Jay Reatard, Rip Torn, and Me
In the last incarnation of The Zero Boss, I made a big production out of drinking. I blogged while drunk, loudly and proudly. I had a good online friend concoct a banner that depicted me sucking back Mike’s Hard Lemonade while I downloaded the world via USB. Drinking was less social function, and more national pasttime.
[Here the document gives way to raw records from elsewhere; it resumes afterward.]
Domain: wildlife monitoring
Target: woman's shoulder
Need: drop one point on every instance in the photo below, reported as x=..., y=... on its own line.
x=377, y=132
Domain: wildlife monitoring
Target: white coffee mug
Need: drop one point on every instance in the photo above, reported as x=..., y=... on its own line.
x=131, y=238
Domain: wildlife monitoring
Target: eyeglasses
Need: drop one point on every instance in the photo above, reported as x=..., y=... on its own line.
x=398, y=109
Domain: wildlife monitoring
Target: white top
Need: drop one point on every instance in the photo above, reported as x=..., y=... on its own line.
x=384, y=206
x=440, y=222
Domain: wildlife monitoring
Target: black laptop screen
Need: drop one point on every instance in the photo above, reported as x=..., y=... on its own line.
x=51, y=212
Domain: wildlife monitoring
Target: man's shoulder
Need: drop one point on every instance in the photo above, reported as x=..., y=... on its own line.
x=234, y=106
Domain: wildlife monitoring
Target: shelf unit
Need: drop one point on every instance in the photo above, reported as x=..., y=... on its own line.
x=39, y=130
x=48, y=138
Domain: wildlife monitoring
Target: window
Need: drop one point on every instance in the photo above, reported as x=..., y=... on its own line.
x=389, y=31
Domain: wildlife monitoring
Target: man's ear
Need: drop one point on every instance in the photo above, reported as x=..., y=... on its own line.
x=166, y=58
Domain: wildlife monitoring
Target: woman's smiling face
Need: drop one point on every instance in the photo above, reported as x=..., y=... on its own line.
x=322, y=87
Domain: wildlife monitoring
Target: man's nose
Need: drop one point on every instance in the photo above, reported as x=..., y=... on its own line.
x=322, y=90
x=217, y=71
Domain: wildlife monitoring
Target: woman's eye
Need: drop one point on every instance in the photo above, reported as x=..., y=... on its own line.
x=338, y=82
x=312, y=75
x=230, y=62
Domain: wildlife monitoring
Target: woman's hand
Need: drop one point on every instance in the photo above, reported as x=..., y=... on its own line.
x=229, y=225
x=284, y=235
In several posts, I mocked AA; secretly, I thought anyone who attended a loser. Only losers can’t control their liquor, right? George Carlin said that anyone who drives slower than you is an idiot, and anyone who drives faster than you is a maniac. It was like that, but with booze: anyone who drank less than me was a lightweight, and anyone who drank more was a raging alcoholic.
It was all fun and games, until I ended up “working from home” so that I could suck back Jack and Coke with my lunch. I had to drink myself to the edge of suicide, sitting in a boxed-up house 2,500 miles away from my children, before I admitted that, yeah…I had a problem.
I’m an alcoholic.
I admire people who admit that. I love and admire Rachael, not only for getting sober, but for all she does to spread the message, and help others who are lost to this illness. Maggie is my new Internet hero.
The old Zero Boss would’ve laughed at Jay Reatard for snorting and snockering himself to an early death at age 29. I can half-imagine the post I would’ve written about Rip Torn, who somehow ended up in a Connecticut bank with a loaded .22-caliber revolver. Torn was so drunk, he thought the bank was his house. (In his defense, it probably had as much money. So, easy mistake.)
Now I can only close my eyes and say a tiny prayer. There but for the grace of Goddess. My heart goes out to both men. One of them still has a fighting chance. The other – gone. Perhaps to return after a stint in the inbetween. Perhaps to abide eternally in the embrace of the Mother. Or perhaps to dissipate into ether, to kiss a peace that eluded him in life. I don’t know which of two beautiful options I believe more.
More than anything, these men and their struggles make me thankful for one more day without alcohol. I’ve been sober, gone back out, and come back in from the cold again. If I ever think about going back out, I remember the devastating pain and abject humiliation to which this disease brought me before.
And I think about men like Rip and Jay. In their weakness, I see mine. In their struggle, I find strength.

Writer and father of four in Seattle, WA. It is my dream to be a professional smartass. Until then, I'm working pro bono.



I love this post. (And I love Karen!)
Your comparison to what Carlin said is so apt; I really get that. I’m halfway through Rachael’s book and I can see myself so clearly in her words.
As I’ve told you, I appreciate your support beyond measure. I’m glad you’re back inside where it’s warm.
“anyone who drank less than me was a lightweight, and anyone who drank more was a raging alcoholic” That was my mantra too – till I noticed there were fewer and fewer raging alcoholics… Good on you for de-mystifying and de-demonising the issue.
Thanks to both of you. Good to be here.